Mme Anglade : Je veux dire, je comprends très bien la nécessité de renvoyer les enfants à l'école le plus rapidement possible. Je la comprends, cette priorité-là. Ce qu'on a besoin de savoir de la part de nos experts, de ceux qui ont l'information, c'est dire : Est-ce que nous sommes présentement dans une situation qui nous permet de retourner les enfants à l'école le plus rapidement possible? Est-ce que la situation est sous contrôle? Qu'est-ce qui leur permet de dire que la situation est sous contrôle? Comment est-ce qu'ils voient les trois prochaines semaines, les quatre prochaines semaines, les deux prochains mois qu'il reste? Qu'ils soient capables de nous donner une perspective et de nous présenter différents scénarios. Par exemple, s'ils nous disent que les enfants peuvent retourner à l'école la semaine prochaine, est-ce qu'il y a des chiffres qui sont associés à ça? Le nombre de cas, à ce moment-là, à partir duquel c'est acceptable? Quels sont les critères qui vont faire en sorte qu'on va permettre un retour à l'école? On veut savoir comment est-ce que les décisions sont prises. Ça revient toujours aux conversations que nous avons eues par le passé avec le gouvernement.

La Modératrice : Merci beaucoup.

Mme Anglade : Parfait.

La Modératrice : Est-ce qu'on a d'autres questions en français? Sinon, on va prendre les questions en anglais.

Mme Senay (Cathy) :

Mme Anglade : Good morning, Cathy.

Mme Senay (Cathy) : The CIUSSS of the Greater Capital region is saying that the situation is still fragile with the number…

Mme Anglade : I didn't hear the beginning of your question, sorry.

Mme Senay (Cathy) : The CIUSSS of the Greater…

Mme Anglade : Ah! CIUSSS, O.K.

Mme Senay (Cathy) : …of the Greater Québec City region is saying that the situation is still fragile. And with the number of hospitalizations and the number of… People are younger at the…

Mme Anglade : Impacted by that.

Mme Senay (Cathy) : People, they are staying longer in hospitals… So, considering this, and considering what's happening in Alberta and Ontario, what do you think the Government should do with those temporary emergency measures today?

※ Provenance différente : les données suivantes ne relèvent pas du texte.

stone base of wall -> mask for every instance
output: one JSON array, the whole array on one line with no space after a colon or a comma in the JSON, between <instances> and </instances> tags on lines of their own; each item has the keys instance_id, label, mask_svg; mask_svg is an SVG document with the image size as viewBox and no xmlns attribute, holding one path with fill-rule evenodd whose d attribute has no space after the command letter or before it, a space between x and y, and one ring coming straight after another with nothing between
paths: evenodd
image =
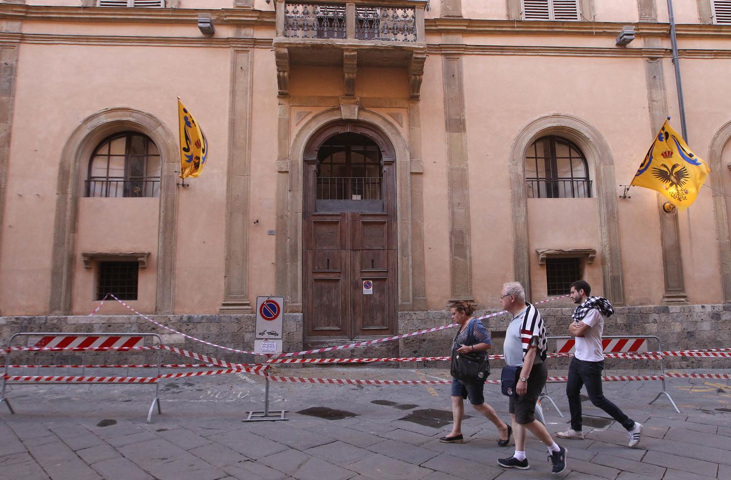
<instances>
[{"instance_id":1,"label":"stone base of wall","mask_svg":"<svg viewBox=\"0 0 731 480\"><path fill-rule=\"evenodd\" d=\"M549 335L564 335L570 322L571 308L540 309ZM491 312L480 311L482 315ZM154 315L156 321L180 331L196 337L206 342L226 347L250 350L254 348L254 315ZM662 342L662 350L693 350L701 348L731 348L731 305L683 305L621 307L616 313L605 323L605 335L656 335ZM400 312L398 313L398 332L409 333L423 329L433 328L450 323L449 312L446 310L427 312ZM507 315L485 320L485 326L491 331L494 342L491 353L502 353L502 341L505 329L510 322ZM284 315L284 351L303 350L302 314L288 313ZM156 325L135 315L96 315L89 316L33 316L0 317L0 345L5 346L10 337L19 331L42 332L62 331L87 333L97 332L140 332L156 333L162 342L190 351L210 355L229 361L249 363L255 360L254 356L228 353L205 344L194 342L182 335L172 334ZM401 339L398 342L386 342L352 350L338 350L321 354L322 358L343 357L393 357L393 356L448 356L453 329L430 334ZM339 343L339 342L338 342ZM332 344L330 344L332 345ZM317 346L327 346L323 343ZM552 345L550 345L552 346ZM308 348L311 348L309 345ZM650 344L651 350L657 346ZM51 353L34 353L33 360L51 363ZM64 361L81 361L81 356L69 353L70 357ZM86 354L88 356L89 354ZM115 356L119 363L149 363L151 355L142 353L124 354L105 353L104 363L111 362ZM13 354L13 362L21 363L26 356ZM107 359L109 359L107 361ZM29 358L29 363L31 359ZM260 359L256 359L260 360ZM85 360L85 361L87 361ZM166 354L163 360L167 363L193 363L179 356ZM550 360L553 368L565 367L567 360ZM666 368L730 368L731 359L697 359L692 357L672 357L664 361ZM115 362L116 363L116 362ZM496 367L500 362L494 362ZM448 367L447 362L429 362L429 366ZM607 369L642 368L655 370L657 363L648 361L607 360ZM413 368L422 366L414 363L401 363L400 366Z\"/></svg>"}]
</instances>

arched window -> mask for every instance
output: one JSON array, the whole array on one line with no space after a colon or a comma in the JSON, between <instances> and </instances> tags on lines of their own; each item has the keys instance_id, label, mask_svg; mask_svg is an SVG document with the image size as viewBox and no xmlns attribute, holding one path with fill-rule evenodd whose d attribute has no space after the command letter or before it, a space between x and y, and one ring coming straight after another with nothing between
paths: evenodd
<instances>
[{"instance_id":1,"label":"arched window","mask_svg":"<svg viewBox=\"0 0 731 480\"><path fill-rule=\"evenodd\" d=\"M543 137L526 154L529 198L587 198L591 196L586 158L579 147L560 137Z\"/></svg>"},{"instance_id":2,"label":"arched window","mask_svg":"<svg viewBox=\"0 0 731 480\"><path fill-rule=\"evenodd\" d=\"M87 197L160 196L160 153L146 135L115 133L89 160Z\"/></svg>"},{"instance_id":3,"label":"arched window","mask_svg":"<svg viewBox=\"0 0 731 480\"><path fill-rule=\"evenodd\" d=\"M317 151L317 200L382 200L381 149L352 132L326 140Z\"/></svg>"}]
</instances>

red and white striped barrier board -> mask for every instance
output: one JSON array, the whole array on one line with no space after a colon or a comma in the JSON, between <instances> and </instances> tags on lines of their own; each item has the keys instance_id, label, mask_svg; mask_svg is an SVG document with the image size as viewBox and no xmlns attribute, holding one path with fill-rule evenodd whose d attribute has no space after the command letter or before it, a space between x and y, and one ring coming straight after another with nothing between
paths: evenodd
<instances>
[{"instance_id":1,"label":"red and white striped barrier board","mask_svg":"<svg viewBox=\"0 0 731 480\"><path fill-rule=\"evenodd\" d=\"M66 383L156 383L157 377L81 377L67 375L3 375L7 382L63 382Z\"/></svg>"},{"instance_id":2,"label":"red and white striped barrier board","mask_svg":"<svg viewBox=\"0 0 731 480\"><path fill-rule=\"evenodd\" d=\"M143 345L144 337L139 335L77 335L59 334L42 337L32 348L134 348Z\"/></svg>"},{"instance_id":3,"label":"red and white striped barrier board","mask_svg":"<svg viewBox=\"0 0 731 480\"><path fill-rule=\"evenodd\" d=\"M574 339L564 339L556 341L557 353L573 353L576 349L576 342ZM621 352L646 352L646 338L605 338L602 340L602 348L605 353L618 353Z\"/></svg>"}]
</instances>

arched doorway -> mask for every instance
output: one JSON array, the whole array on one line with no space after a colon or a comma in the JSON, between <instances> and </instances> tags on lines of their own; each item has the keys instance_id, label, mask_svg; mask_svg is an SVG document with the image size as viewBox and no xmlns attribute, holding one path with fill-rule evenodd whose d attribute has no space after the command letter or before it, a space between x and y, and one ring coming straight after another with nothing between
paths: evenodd
<instances>
[{"instance_id":1,"label":"arched doorway","mask_svg":"<svg viewBox=\"0 0 731 480\"><path fill-rule=\"evenodd\" d=\"M326 126L306 149L303 287L307 340L380 337L395 331L395 160L385 135L352 121ZM364 288L366 282L371 288Z\"/></svg>"}]
</instances>

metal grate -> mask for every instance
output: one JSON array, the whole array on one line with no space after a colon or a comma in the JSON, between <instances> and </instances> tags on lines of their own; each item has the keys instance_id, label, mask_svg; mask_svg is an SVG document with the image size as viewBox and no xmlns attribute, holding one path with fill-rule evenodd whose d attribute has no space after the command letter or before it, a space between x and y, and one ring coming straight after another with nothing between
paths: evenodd
<instances>
[{"instance_id":1,"label":"metal grate","mask_svg":"<svg viewBox=\"0 0 731 480\"><path fill-rule=\"evenodd\" d=\"M99 262L96 299L114 293L120 300L137 300L139 269L137 262Z\"/></svg>"},{"instance_id":2,"label":"metal grate","mask_svg":"<svg viewBox=\"0 0 731 480\"><path fill-rule=\"evenodd\" d=\"M546 258L546 283L548 295L563 295L571 290L571 284L581 280L581 259Z\"/></svg>"},{"instance_id":3,"label":"metal grate","mask_svg":"<svg viewBox=\"0 0 731 480\"><path fill-rule=\"evenodd\" d=\"M731 25L731 0L713 0L713 23Z\"/></svg>"}]
</instances>

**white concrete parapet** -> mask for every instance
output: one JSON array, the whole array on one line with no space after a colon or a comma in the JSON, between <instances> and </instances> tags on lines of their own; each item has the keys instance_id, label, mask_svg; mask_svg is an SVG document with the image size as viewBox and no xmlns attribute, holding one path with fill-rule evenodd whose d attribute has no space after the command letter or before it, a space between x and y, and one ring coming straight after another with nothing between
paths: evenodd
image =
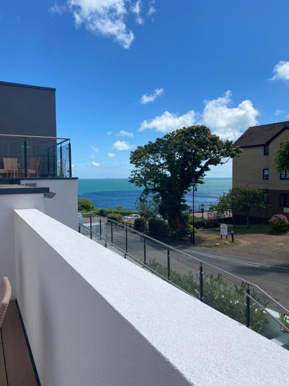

Mme Anglade : So, again, I think that, if they decide to go with flexing the constraints, I think they need to really tell us what are the criteria that they're using for this week, for next week, for the two months to come, specifically regarding schools. And Public Health needs to be very specific as to, again, the different scenarios that are coming. Because we have to be cautious. We have… We know… It's the third wave. We have to be cautious. The last thing we want to see is a yoyo effect again. In order to avoid the yoyo effect, what is it that they're going to be doing? What's going to be different this time compared to the previous times?

Mme Senay (Cathy) : OK. And what do you think about the fact that it's very critical what we see in Ontario? The army is going back for the second time. There is this teenager who died yesterday, and Alberta is having a lot of hospitalisations for younger people. They are going through critical moments. Is there… a moment of glory for Québec, because the situation is way more positive right now in Québec compared to other provinces?

Mme Anglade : I will never call it, I will never call it a moment of glory. I mean, looking at what's going on in Ontario, you can only be sad, saddened by the situation and saddened by the death of the teenaged girl. When you read the story, it's really… it's really a very depressing story. So, it's really time to show support for people, colleagues in… friends in other provinces. But we also had a critical time here, and we need to make sure that we protect our population. And that's why I think it's a good idea for Ontario to start thinking about getting the army involved like we did when we were in a very bad situation here, in Québec, as well. That's what we did.

Mme Senay (Cathy) : Is there a certain success in Québec? There is something working in Québec…if we compare ourselves to Ontario and Alberta.

Mme Anglade : Yes. Well, when you say we're doing better than Ontario today, I think it's the case when you look at what's going on in Ontario. I think it's the case, absolutely. So…

Mme Senay (Cathy) : Are there lessons that Québec can teach regarding the situation from this point?

Mme Anglade : Probably. There might be a lot of lessons that Québec can teach, there might be a lot of lessons that Québec can learn. I think it goes both ways. And I think, when you look at independent inquiry, it will tell us, for example, these are all the good things that have happened, that we've been able to manage well and these are the things that we haven't been able to manage well. And that's exactly why you want to do an inquiry, what has worked, what hasn't worked and how do we collectively learn from that.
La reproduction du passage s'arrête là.